Skip to main content Skip to main navigation


Textual Entailment Recognition: A Data-Driven Approach

Rui Wang
Mastersthesis, Universität des Saarlandes, 9/2007.


In this thesis, we present our work on Recognizing Textual Entailment (RTE). On the broad view, we have utilized three approaches: the main approach and two backup strategies. In the main approach, we have proposed a novel feature representation extracted from the dependency structure and then applied kernel-based machine learning techniques based on the entailment patterns. One backup strategy is based on local dependency relations and the other one is a simple bag-of-words method. In practice, we have taken part in the RTE-3 Challenge using our system and achieved 66.9% of accuracy on the test set, which is among the top-5 of all the results from 26 research groups. Further experiments have been performed on the RTE-2 data set (63.6% of accuracy, would score the 4th rank) and other extra data we have collected. Notice that we have only used the output from the dependency parsers without any external knowledge bases or other resources.

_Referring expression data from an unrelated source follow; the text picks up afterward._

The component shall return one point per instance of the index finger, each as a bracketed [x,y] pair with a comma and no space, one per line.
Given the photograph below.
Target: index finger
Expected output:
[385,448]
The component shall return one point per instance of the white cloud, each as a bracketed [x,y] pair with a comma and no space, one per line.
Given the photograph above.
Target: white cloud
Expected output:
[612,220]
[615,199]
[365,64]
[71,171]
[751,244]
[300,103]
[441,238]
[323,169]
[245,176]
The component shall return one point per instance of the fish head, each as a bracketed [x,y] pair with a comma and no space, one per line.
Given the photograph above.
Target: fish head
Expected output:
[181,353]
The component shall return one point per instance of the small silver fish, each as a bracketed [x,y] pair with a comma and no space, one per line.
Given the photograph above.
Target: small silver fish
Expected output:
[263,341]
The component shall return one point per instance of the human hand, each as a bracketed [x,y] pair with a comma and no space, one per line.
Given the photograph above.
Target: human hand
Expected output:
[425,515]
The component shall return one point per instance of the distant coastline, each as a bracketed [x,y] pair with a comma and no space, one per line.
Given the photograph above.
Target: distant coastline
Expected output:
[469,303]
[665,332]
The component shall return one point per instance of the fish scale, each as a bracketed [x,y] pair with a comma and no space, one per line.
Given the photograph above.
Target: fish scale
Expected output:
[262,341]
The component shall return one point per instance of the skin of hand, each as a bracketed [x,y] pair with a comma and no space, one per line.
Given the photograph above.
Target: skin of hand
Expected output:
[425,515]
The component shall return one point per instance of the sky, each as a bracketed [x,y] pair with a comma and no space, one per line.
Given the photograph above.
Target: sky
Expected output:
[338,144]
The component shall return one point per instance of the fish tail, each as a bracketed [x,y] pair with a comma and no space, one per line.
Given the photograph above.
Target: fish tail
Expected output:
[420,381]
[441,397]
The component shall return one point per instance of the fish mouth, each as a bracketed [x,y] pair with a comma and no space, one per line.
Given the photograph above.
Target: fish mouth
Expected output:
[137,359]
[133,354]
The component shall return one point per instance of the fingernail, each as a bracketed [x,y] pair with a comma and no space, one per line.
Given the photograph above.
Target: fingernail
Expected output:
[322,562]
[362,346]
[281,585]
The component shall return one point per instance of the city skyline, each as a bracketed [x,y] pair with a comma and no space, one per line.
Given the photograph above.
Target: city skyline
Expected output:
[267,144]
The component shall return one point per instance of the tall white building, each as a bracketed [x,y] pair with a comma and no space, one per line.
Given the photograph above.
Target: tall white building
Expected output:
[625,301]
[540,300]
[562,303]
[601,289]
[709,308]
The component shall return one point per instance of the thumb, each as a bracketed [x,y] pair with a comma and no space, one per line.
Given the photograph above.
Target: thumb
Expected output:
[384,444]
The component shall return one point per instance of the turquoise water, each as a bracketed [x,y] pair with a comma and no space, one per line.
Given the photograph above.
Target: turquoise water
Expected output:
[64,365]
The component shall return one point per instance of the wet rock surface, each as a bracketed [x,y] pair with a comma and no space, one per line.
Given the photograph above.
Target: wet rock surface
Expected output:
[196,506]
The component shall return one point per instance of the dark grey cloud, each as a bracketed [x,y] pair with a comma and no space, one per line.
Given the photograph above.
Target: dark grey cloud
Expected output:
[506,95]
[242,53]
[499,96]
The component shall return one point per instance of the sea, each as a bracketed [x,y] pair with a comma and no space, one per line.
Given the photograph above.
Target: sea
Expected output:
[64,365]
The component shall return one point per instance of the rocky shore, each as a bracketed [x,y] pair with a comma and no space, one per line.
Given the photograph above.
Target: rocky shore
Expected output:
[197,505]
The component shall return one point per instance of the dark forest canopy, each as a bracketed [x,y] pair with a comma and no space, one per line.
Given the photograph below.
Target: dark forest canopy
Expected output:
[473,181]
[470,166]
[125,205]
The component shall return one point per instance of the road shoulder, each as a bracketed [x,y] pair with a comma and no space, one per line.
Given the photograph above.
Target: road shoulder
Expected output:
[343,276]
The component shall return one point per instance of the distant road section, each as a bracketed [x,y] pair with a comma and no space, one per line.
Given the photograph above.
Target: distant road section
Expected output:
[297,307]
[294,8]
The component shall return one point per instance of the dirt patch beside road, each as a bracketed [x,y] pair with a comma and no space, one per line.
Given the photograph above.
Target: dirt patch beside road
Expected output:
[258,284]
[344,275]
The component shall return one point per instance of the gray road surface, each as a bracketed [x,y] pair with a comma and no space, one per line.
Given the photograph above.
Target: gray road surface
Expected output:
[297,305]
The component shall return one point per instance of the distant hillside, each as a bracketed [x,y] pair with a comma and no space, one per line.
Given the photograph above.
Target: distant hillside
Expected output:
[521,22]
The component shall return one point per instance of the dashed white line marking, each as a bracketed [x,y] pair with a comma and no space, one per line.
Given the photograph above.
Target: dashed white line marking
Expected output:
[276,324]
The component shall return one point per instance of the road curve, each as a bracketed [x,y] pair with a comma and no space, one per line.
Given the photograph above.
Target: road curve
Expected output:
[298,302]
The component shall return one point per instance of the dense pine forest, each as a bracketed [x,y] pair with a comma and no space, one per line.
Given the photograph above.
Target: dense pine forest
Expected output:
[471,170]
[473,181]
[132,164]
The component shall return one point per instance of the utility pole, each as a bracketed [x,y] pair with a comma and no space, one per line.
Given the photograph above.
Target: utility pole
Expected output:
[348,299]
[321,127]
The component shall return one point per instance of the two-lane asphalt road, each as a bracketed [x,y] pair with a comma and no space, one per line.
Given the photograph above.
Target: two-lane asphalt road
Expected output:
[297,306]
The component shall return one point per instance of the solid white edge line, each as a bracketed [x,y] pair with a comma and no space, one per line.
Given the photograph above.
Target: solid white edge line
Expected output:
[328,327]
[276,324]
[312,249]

The whole RTE-centered framework we have established has not only explored approaches tackling the problem itself, but has also tested the RTE system on other natural language processing applications, such as binary relation extraction and answer validation. In addition, the graphic user interface can also assist the annotators and developers. Some parts of Chapter III, Chapter IV, and experiments on the RTE-2 data set and the extra data in Chapter V have been published in Proceedings of the Twenty-Second Conference on Artificial Intelligence (AAAI-07) (Wang and Neumann, 2007a); some parts of Chapter III, Chapter IV, and our participation of the RTE-3 Challenge in Chapter V have been published in Proceedings of ACL-PASCAL Workshop on Textual Entailment and Paraphrasing (Wang and Neumann, 2007b); some parts of Chapter III, Chapter IV, and the main parts of Chapter VI will be published in Working Notes of the AVE task of CLEF2007 (Wang and Neumann, 2007c).